I expected the owner to pull out a banjo and give us a tune (much like the boy in Deliverance).

ragingloli's avatar

In situations like this I wish skunks’ excretions were lethal.

thorninmud's avatar

I’m surprised at how restrained the skunk is. It’s like the skunk is saying, “Um, you do know how this ends, right?”

tedd's avatar

Guys an idiot.

IMO not fit to own a dog.

tinyfaery's avatar

The only thing crazy about you is the way you spell tomato. ;)

gondwanalon's avatar

This may be a good learning experience for the dog. But the dog’s owner should have been there with a bottle of clean water or normal saline to flush the dog’s eyes out. Skunk spray can damage the eyes so a follow up visit to a veterinarian is advisable.

syz's avatar

Too bad the guy didn’t get a face full.

ccrow's avatar

I guess he was trying to teach the dog to leave skunks alone… based on my experience, even a good thorough spraying isn’t necessarily enough to deter the dog.:-0
OTOH, the peroxide/baking soda/dish soap mix works surprisingly well.

Dutchess_III's avatar

He didn’t even TRY to warn the dog off. It’s one thing to let a dog “learn its lesson,” accompanied by verbal warnings, the tone of which the dog can understand, but in this case the idiot was encouraging the dog to keep going after the skunk. He’s an idiot.

El_Cadejo's avatar

If only you guys could see how dogs are “cared for” in Central America…...

wundayatta's avatar

A lot of people think that pets are for companionship in this country. I think that is how they measure the way other people treat their pets. I think it is hard for people who think this way to conceive of dogs as being work animals, not pets. I think that once you have a companion pet, it seems like a human, with rights, and to make it work seems like slavery. To treat it in any other way than you would treat your child seems like abuse.

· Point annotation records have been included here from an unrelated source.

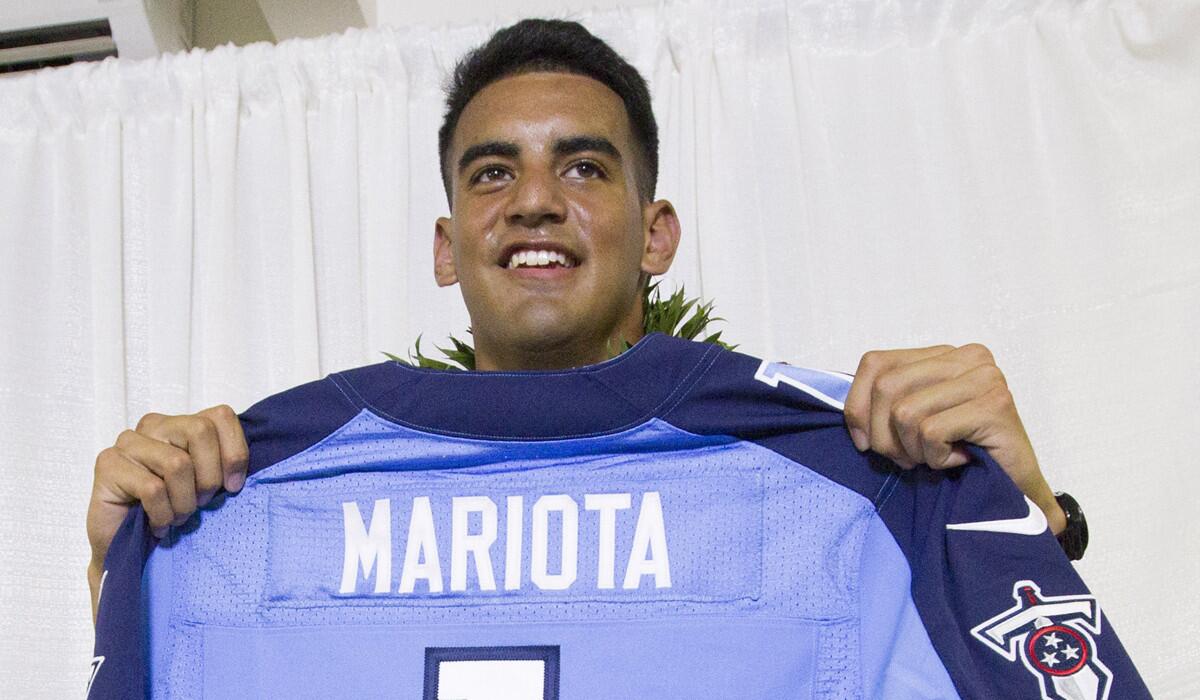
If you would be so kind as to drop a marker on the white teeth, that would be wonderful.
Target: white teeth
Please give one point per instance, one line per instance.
(539, 258)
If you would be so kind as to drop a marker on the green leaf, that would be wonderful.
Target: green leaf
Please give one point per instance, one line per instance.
(669, 316)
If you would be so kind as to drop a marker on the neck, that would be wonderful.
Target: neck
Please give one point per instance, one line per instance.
(570, 352)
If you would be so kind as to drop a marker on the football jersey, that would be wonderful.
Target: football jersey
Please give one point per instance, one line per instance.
(681, 521)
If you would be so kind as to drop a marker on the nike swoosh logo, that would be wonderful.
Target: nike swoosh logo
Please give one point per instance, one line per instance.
(1035, 522)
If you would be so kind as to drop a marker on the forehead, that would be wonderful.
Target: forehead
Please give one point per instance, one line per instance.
(534, 108)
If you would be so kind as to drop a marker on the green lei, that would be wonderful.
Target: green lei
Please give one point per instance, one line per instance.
(669, 316)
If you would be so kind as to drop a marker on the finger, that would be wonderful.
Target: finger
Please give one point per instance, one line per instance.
(197, 436)
(975, 420)
(918, 404)
(172, 465)
(891, 387)
(119, 484)
(234, 452)
(870, 366)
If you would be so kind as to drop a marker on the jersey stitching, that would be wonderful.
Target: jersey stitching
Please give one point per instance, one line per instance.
(673, 399)
(886, 490)
(687, 386)
(337, 380)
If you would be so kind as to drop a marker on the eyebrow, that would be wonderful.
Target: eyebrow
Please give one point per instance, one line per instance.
(563, 147)
(489, 148)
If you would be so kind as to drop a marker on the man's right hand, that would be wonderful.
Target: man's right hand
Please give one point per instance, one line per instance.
(169, 464)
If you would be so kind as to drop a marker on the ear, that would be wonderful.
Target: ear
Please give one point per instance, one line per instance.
(443, 253)
(660, 235)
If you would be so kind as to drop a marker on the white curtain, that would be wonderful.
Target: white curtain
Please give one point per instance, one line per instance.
(213, 227)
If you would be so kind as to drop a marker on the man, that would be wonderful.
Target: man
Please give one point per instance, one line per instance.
(549, 156)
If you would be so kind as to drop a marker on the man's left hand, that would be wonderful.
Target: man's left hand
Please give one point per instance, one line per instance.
(917, 407)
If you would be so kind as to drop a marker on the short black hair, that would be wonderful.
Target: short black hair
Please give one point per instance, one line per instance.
(553, 46)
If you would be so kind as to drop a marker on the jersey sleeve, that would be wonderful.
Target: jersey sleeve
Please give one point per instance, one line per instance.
(276, 428)
(963, 590)
(118, 664)
(1002, 604)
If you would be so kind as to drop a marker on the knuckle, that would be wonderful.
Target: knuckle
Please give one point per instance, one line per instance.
(929, 430)
(905, 416)
(239, 456)
(887, 384)
(994, 375)
(178, 464)
(154, 491)
(199, 426)
(978, 352)
(107, 455)
(149, 420)
(125, 438)
(871, 359)
(1001, 396)
(223, 412)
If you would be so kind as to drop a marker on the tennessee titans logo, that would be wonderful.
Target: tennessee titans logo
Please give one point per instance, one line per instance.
(1054, 639)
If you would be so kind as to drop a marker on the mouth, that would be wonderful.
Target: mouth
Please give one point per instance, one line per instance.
(544, 256)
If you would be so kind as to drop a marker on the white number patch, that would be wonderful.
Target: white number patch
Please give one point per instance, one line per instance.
(497, 672)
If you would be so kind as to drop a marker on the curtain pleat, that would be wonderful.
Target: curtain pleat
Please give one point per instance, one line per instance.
(217, 226)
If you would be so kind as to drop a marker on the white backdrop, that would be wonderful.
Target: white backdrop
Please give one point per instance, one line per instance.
(214, 227)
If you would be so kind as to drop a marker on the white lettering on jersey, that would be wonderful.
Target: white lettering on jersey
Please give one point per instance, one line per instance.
(514, 536)
(421, 550)
(607, 504)
(651, 534)
(474, 527)
(367, 548)
(539, 551)
(478, 545)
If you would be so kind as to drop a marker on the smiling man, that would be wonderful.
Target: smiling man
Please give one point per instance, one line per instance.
(571, 521)
(555, 232)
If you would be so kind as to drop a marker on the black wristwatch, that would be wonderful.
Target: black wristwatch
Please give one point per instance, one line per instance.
(1073, 538)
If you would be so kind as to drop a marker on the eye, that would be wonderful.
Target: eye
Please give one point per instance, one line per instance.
(586, 171)
(490, 174)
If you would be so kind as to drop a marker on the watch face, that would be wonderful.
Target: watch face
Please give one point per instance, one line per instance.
(1074, 537)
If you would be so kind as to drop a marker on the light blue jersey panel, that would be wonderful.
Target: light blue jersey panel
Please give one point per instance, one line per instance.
(385, 562)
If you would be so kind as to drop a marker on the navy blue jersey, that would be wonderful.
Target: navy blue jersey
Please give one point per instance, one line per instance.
(679, 521)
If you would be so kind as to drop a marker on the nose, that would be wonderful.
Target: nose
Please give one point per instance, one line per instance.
(537, 198)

So clearly a lot of people think this guy was abusing his dog by not warning it away from the skunk. He did sort of warn the dog, but not very urgently. I think he truly believed that once the dog got sprayed, it would learn a lesson. I think people here honestly believe that is very close to abusive behavior, if not abusive behavior.

If you treated a child that way, you’d get in trouble with Child Protective Services. Well, I think most of us believe you would. I don’t know that for sure.

Based on that analogy, I think people believe that a pet is very like a child. It is for companionship. So it should be treated about the same as you treat a child. Therefore, the skunk incident is wrong. So they call the owner stupid.

I wouldn’t call the owner stupid. I think he is operating from a different idea about what pets are for. For him, the pet is a rodent killer. It has a job. He needs to train it to know which rodents to go after and which ones to leave alone.

I think part of the problem was his attitude on the tape. He was clearly amused and that is a bullying and cruel attitude. At least, it is when we apply it to children. I don’t know for sure it is when applied to pets. Or dogs. Working dogs. They need leadership. The way most people treat companion dogs, the dog gets the idea that it leads the pack. From what I understand, that is not doing the dog any favors.

This guy was being the leader of the pack for his dog. Who knows if the dog understands his words or demeanor the way we do. I think the guy loved his dog and respected it, even if he was teasing it. It’s a dog. Not a child. It does not speak a language. Humans regularly call dogs awful names in a nice tone of voice. The dog is happy at the attention and the human gets his yayahs out. Win win.

I don’t think the guy was stupid. I don’t think he was cruel. I think he has a very different notion of what a dog is for. I think people here are mostly operating from a different paradigm about pets. I don’t know if you should try to understand other ways of looking at things or not. I mean, this is just a website for people to sound off in. But I would hope that people try to understand where behavior they think is ridiculous is coming from. Once you understand it, then go ahead and condemn it. But condemning things without understanding them seems pointless to me. It’s just rah rah aren’t we beautiful cheerleading behavior. If it isn’t obvious by now, I’ve never been much on cheer leading.

Dutchess_III's avatar

I’m not sure where the idea came from that the guy was trying to “teach the dog a lesson.” I didn’t get that from the video at all. In fact, it looked like a well groomed “city” dog, not a working dog.
From the video I just got the impression that he was setting the dog up for a funny “joke,” at the dogs expense.

ragingloli's avatar

It is just a dog, not a cat.

wundayatta's avatar

@Dutchess_III I read the comments about the video. The owner mentions that in one of his comments.

Dutchess_III's avatar

Guess I need to re-listen. The overall impression I got wasn’t one of “I’m warning you!” It was more like teasing. I’m not adverse to letting a dog (or a kid) “learn his lesson.” I’d just have a different attitude about going about it.

Berserker's avatar

Check out that skunk, he’s like, you just bring it man, bring it.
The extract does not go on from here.